Fair Use in action: On the left is a photo captured by French photographer Patrick Cariou. On the right is work by art appropriator Richard Prince, who in famous for evading copyright infringement by claiming his work is Fair Use.

In September the Federal Government released a formal response, indicating it required further consultations to determine the effects of Fair Use. There was enough noise from content creators, and the industry associations which represent them, to dissuade the Government away from touching it. For now.

A robust lobbying battle was fought by two well-funded organisations: The Copyright Agency (CA), representing the interests of content creators, and the Australian Digital Alliance (ADA), representing content publishers and collectors.

In May, ADA slammed CA for creating a $15 million ‘future fund’ to fight the proposed changes to copyright law. The CA fund was really being used to fight the ADA, which is funded by Google, Facebook, universities, libraries and museums.

Then there was a battle of hashtags. The CA launched #Freeisnotfair, a response to the ADA’s Wikipedia-endorsed #FairCopyrightOz. FairCopyrightOz attempted to sway public opinion by claiming the free online encyclopedia, Wikipedia, couldn’t exist in Australia without Fair Use, and Australians should write letters to politicians to encourage them to support Fair Use. The CA campaign had famous local musicians, Australian photographer Chris Shain, and authors warning the public that Fair Use would destroy their livelihood. The CA also paid for Pricewaterhouse Cooper research reports, the latest released in November, that found copyright-dependent industries do wonders for the local economy.

Stay tuned. One battle has been won but the war is far from over. The Barbarians continue to lurk at the gate.

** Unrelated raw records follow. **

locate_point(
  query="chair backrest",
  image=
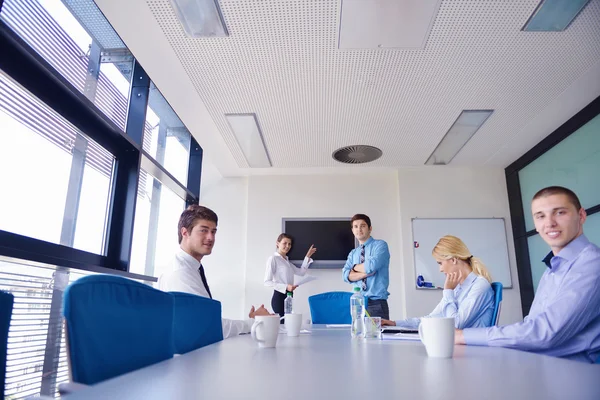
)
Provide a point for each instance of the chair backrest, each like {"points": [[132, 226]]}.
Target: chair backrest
{"points": [[6, 303], [196, 322], [497, 287], [330, 308], [115, 325]]}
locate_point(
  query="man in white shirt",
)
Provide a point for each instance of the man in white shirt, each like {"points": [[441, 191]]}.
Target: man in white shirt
{"points": [[197, 229]]}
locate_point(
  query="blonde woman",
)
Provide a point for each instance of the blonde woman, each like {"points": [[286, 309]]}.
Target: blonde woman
{"points": [[467, 296]]}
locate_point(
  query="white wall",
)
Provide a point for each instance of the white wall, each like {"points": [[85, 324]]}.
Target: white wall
{"points": [[443, 192], [225, 267], [250, 212], [271, 198]]}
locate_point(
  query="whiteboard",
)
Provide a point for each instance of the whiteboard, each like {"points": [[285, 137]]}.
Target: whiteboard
{"points": [[485, 238]]}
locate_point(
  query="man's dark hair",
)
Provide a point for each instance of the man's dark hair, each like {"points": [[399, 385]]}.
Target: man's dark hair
{"points": [[363, 217], [284, 236], [552, 190], [192, 214]]}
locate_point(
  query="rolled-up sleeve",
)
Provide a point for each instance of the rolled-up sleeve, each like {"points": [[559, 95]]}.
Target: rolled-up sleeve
{"points": [[348, 266], [379, 258]]}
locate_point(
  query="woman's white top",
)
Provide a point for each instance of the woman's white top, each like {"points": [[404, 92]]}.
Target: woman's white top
{"points": [[280, 272]]}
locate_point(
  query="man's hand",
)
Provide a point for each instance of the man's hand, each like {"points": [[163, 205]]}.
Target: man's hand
{"points": [[452, 280], [259, 311], [311, 251], [356, 276], [359, 268], [291, 288], [459, 337]]}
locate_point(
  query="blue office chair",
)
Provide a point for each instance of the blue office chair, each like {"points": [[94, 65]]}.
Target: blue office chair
{"points": [[115, 325], [196, 322], [330, 308], [497, 288], [6, 303]]}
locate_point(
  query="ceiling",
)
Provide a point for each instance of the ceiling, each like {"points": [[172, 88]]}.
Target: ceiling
{"points": [[282, 62]]}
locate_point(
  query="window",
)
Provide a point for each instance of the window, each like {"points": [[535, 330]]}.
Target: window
{"points": [[569, 157], [69, 173], [55, 180], [155, 232], [93, 59], [573, 163], [166, 139]]}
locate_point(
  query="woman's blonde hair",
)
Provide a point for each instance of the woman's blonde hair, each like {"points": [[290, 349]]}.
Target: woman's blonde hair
{"points": [[452, 247]]}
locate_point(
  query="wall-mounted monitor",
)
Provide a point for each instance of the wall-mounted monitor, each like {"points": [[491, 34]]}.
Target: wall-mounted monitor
{"points": [[332, 237]]}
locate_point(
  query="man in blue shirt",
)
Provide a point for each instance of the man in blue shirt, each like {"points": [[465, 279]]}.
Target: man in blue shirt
{"points": [[564, 320], [368, 267]]}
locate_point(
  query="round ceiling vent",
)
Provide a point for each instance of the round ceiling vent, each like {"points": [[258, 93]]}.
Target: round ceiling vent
{"points": [[357, 154]]}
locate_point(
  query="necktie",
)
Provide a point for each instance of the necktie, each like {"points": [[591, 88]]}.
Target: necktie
{"points": [[362, 260], [201, 269]]}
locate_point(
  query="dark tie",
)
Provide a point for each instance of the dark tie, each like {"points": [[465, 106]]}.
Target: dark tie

Start-ups monetise photography
Tech start-ups are scrambling to develop apps which will cash-in on any and every service industry, and that includes photography. The start-up model works similar to a photo agency. It builds a platform that handles back-end administration for a service provider, typically a casual semi-pro or amateur worker, and facilitates communication between them and a customer.

A fair few start-ups are having a crack at photography in 2017. But professional photography is a more complex industry than, say, private transport, food delivery, or holiday accommodation.

First cab off the rank was Sydney start-up Snappr, which ProCounter covered throughout 2016. It’s the closest to ‘Uberising’ professional photography, and expanded to the US after receiving crucial investment funding from venture capitalist Y Combinator. This funding likely went toward Snappr having its $59 photography service spruiked in an infomercial on Channel 7’s breakfast program, Sunrise.

Does $59 photo shoots seem a little cheap?

Kodak expanded its own rent-a-pro service, Kodakit, from Singapore to 37 countries, including Australia, at the beginning of January. The service has been quiet since its launch. Quite possibly a flop – as are most things Kodak touches these days. Shortly after the global expansion was announced, a French professional photographer met the CEO of Kodakit, and ultimately concluded that Kodakit is a ‘very non-professional’ service that cheapens photography.

ProCounter also stumbled upon another Australian start-up called Travelshoot, which connects tourists visiting destinations around the world with a local photographer.

And then there’s Minted, an online marketplace that launched its own cheap, on-demand portrait photography service, starting at US$100 per 30-minute shoot. One disgruntled photographer described it as a ‘vampiric service sipping at the lifeblood of small businesses’.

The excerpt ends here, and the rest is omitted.